The second half of the Mighty Fine Shindig Post!
We awoke Sunday morning to find that our tents had not only survived the night, but that the rain had stopped! Those of us that slept in the house (because I arrived early, I was able to claim one of the huge leather couches. So comfy!) We had another bountiful breakfast of Living Legend Eggs, and we shared mutual horror over the concept of Lox cream cheese.

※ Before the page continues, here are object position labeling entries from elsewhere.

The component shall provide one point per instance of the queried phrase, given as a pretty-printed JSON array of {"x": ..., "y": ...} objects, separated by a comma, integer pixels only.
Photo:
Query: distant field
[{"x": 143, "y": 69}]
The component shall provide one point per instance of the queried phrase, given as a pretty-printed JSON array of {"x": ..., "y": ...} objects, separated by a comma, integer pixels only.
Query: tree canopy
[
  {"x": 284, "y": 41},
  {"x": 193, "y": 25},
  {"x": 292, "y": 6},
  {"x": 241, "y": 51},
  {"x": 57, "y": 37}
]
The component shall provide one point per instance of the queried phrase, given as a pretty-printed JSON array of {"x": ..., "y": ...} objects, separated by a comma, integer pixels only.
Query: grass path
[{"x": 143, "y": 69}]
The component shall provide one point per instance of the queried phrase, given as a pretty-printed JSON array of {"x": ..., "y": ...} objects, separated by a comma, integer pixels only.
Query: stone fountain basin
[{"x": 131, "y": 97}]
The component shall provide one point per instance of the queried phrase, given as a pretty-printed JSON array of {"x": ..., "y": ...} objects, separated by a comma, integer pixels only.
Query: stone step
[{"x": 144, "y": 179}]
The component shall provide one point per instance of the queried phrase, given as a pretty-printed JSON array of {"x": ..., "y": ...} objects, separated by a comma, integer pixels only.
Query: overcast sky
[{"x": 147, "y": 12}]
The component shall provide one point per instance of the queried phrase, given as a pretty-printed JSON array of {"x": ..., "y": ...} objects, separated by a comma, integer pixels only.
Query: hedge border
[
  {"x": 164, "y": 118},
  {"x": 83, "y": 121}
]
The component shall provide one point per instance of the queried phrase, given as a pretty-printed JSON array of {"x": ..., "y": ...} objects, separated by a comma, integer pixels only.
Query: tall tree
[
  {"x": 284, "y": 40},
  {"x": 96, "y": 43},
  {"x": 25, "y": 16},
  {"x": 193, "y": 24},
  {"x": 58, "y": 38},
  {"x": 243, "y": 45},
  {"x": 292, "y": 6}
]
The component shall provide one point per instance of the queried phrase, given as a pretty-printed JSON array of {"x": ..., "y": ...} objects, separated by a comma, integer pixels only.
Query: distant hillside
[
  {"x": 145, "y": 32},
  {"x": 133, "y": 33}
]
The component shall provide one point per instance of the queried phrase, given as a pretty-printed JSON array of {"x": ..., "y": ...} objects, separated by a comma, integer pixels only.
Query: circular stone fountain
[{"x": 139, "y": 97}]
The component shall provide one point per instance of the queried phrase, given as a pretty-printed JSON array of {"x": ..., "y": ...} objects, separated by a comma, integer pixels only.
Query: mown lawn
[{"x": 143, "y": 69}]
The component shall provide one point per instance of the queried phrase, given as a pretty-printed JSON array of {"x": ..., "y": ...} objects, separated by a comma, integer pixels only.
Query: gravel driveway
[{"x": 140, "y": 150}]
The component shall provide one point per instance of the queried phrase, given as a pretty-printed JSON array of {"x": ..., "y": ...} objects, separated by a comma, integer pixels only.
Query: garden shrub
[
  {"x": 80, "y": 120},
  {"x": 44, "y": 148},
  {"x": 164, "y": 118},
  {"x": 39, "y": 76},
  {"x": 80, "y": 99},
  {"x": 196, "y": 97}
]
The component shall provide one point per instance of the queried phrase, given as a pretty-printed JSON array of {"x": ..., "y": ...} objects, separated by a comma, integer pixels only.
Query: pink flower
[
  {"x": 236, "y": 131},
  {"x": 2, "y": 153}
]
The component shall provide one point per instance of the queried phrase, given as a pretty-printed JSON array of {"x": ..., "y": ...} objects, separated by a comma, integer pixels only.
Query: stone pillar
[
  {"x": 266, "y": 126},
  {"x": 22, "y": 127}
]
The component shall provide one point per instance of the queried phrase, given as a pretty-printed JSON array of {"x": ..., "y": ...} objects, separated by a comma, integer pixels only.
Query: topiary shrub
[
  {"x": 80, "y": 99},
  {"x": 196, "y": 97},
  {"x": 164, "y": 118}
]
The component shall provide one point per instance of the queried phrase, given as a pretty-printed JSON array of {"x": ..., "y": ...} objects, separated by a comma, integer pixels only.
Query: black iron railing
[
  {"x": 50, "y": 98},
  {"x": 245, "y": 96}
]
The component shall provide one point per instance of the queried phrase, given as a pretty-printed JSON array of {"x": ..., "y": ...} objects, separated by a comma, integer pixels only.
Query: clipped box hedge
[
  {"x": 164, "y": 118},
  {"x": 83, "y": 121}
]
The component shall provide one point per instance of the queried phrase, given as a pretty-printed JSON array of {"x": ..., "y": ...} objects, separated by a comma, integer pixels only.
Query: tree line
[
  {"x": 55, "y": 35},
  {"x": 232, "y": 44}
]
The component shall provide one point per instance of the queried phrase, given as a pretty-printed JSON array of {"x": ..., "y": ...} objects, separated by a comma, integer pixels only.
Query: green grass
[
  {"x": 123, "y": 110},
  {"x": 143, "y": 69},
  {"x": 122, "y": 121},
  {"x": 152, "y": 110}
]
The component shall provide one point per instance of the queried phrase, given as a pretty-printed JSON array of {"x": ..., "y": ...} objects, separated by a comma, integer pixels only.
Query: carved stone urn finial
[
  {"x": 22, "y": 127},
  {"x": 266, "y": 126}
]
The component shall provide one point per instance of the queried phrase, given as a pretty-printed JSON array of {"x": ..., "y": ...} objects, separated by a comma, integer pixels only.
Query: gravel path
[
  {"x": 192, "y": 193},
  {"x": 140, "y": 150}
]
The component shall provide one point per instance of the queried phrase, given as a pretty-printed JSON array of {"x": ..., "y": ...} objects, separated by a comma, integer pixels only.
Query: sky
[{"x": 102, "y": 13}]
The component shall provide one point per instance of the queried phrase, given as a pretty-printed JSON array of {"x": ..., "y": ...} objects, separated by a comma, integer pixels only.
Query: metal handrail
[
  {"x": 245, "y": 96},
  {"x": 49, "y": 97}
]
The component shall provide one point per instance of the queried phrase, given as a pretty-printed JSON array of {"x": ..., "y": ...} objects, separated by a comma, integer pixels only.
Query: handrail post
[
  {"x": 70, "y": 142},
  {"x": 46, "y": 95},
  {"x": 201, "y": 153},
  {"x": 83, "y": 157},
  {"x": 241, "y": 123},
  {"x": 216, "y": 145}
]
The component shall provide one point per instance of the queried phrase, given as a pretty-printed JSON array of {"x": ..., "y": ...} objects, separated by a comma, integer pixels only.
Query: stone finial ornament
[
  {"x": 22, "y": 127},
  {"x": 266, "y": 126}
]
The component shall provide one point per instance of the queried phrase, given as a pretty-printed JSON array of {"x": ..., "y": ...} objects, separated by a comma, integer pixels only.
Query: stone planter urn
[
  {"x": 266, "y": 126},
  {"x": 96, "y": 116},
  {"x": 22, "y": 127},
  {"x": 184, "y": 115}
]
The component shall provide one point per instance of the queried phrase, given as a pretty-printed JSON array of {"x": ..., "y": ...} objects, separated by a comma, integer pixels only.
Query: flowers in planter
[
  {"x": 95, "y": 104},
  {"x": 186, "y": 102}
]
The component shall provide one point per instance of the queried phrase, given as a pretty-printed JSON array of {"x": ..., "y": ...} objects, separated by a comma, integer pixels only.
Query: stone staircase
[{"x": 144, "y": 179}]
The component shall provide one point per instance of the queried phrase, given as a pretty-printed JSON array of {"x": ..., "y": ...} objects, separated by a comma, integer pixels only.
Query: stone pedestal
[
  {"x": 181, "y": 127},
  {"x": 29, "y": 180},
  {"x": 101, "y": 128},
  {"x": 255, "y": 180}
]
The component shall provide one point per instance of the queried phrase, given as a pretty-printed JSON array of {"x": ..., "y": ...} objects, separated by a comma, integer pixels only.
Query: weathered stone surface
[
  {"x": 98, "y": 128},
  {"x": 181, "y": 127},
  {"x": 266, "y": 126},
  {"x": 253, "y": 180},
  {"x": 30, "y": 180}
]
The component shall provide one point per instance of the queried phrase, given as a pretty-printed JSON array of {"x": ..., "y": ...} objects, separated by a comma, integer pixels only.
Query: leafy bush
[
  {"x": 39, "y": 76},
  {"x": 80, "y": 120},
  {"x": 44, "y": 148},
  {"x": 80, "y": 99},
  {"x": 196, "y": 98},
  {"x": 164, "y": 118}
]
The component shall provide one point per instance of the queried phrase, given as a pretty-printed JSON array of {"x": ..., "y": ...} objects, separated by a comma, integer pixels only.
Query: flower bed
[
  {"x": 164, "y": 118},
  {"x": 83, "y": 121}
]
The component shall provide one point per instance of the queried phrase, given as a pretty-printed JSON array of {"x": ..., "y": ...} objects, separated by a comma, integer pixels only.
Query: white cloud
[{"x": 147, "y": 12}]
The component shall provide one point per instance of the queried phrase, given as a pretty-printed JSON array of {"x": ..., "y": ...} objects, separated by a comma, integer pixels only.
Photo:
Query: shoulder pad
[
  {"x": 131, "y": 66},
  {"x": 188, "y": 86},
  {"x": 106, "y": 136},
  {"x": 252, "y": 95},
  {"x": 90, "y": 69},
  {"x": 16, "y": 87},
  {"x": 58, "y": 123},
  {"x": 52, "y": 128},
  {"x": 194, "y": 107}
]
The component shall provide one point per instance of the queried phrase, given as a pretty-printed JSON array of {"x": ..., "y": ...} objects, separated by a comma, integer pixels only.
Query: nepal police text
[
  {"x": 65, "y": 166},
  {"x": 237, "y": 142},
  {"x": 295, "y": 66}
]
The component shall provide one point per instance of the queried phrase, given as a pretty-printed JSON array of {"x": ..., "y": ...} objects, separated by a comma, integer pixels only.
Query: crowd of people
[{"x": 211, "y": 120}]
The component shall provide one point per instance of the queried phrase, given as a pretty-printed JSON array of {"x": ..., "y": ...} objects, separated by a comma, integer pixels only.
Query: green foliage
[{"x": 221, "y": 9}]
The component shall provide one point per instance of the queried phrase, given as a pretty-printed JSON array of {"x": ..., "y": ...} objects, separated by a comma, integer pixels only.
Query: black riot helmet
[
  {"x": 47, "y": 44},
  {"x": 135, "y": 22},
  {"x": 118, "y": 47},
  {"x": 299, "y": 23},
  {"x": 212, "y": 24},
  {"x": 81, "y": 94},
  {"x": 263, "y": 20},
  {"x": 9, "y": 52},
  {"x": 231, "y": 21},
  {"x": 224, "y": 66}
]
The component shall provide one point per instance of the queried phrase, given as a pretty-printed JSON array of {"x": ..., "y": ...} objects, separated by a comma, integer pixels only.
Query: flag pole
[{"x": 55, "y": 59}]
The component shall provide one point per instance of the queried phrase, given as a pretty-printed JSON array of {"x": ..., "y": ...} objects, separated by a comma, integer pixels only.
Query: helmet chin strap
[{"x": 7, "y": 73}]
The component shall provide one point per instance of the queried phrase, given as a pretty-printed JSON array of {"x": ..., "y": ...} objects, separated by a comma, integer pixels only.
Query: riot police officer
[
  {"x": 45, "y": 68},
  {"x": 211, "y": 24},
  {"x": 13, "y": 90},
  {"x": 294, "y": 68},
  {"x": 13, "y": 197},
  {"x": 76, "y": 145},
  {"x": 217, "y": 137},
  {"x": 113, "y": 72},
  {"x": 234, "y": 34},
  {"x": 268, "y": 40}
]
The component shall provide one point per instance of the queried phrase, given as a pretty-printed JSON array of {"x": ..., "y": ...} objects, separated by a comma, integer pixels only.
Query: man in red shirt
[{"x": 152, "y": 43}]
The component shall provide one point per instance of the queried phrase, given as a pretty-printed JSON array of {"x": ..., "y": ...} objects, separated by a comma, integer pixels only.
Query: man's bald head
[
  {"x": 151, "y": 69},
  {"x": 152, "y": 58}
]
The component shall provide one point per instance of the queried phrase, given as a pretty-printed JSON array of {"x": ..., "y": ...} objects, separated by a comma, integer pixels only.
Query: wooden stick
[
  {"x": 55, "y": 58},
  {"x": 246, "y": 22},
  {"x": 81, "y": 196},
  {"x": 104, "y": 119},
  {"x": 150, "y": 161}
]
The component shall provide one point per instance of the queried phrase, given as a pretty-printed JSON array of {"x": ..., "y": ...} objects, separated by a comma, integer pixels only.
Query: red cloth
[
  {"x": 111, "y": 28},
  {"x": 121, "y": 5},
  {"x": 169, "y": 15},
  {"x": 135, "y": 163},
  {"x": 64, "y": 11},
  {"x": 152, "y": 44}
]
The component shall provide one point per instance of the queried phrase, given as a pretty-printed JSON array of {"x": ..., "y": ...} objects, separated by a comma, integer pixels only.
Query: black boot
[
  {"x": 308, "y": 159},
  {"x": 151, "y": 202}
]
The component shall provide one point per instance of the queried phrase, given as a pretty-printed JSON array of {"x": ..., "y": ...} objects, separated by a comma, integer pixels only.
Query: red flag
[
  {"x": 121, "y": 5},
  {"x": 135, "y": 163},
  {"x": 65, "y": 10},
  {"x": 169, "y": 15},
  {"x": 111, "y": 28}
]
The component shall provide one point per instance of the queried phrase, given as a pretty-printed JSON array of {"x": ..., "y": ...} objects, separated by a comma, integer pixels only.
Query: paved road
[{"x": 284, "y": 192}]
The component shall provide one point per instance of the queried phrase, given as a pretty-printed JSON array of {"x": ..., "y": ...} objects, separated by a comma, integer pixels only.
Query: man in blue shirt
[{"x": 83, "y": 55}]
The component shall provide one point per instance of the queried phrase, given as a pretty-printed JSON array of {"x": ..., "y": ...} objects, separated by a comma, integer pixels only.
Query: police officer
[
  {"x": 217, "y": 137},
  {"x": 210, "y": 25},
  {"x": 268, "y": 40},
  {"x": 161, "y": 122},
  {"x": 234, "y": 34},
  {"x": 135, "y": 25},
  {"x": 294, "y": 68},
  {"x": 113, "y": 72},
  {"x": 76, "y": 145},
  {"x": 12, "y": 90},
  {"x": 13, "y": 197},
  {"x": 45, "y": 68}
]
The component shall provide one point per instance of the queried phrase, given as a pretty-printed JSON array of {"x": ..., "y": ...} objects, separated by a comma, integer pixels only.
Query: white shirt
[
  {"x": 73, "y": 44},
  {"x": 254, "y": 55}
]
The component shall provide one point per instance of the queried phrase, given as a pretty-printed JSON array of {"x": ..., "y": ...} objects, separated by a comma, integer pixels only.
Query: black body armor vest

In the trivia bee, I improved significantly from last year. Last year, I was knocked out in the first round. My question was “What does Shepherd Book say about spices?” I couldn’t remember the quote exactly, though I now know that it’s “A man can live on packaged food from now ’til Judgement Day if he has enough rosemary” (or marjoram in the shooting script). This year, I made top five in both rounds! In the first, I and two of my fellow top-fivers were knocked out with “What job has a ‘prodigious death rate’.” The answer was “terraforming crews” (Shindig). In the second, Kristin gave me a question that she said she wouldn’t have given anyone else: “What is the name of the unfilmed ’15th Episode’.” I knew it was three words long, the middle word was “or”, and the other two were opposites, but I couldn’t remember the title. I guessed “Live or Die”, and I was disgusted with myself when Kristin revealed it was “Dead or Alive.” Ah well!
Then came Charades, which were one of the highlights of last year’s Shindig. They didn’t get nearly as out-of-control as they did last year, but they were still a hoot, especially when we opened the floor to memorable events from the previous Shindig. Suze ended up acting out her own meta-Charade: “Sami is subjected to Suze and Bonnet Bob (her parents) acting out Mal and Nandi’s Love Scene in Heart of Gold.” Jason pulled off an admirable “Priscilla falls off the fence, trying to be River in Objects in Space.” Jimmy proudly continued our tradition of male spongebathers. Prizes were given out, and I won one of Suze’s lovely floral bonnets! Crazy fun for the whole family!
As the Shindig wound to a close, we took the tents down, scrambled for leftover swag (I got a movie poster and a Serenity bandana), then loaded up the cars. I managed to swing a ride with Steve. Those that wanted to stay (the vast majority of us) caravanned to the theatre. 50 tickets for Serenity, please! We privately squealed when we saw that the ticket seller’s name was “Ric”. But alas! We learned afterwards that when Courtney and Ryan were taking a smoking break, they overheard Ric discouraging theatregoers from seeing the movie! What a jerk! He is unworthy of sharing the name of the true hero of Canton. I guess the “k” makes all the difference.
After the movie, Steve gave me a ride to the R5 station, and I was able to take the train back to Philly. All in all, a mighty fine Shindig!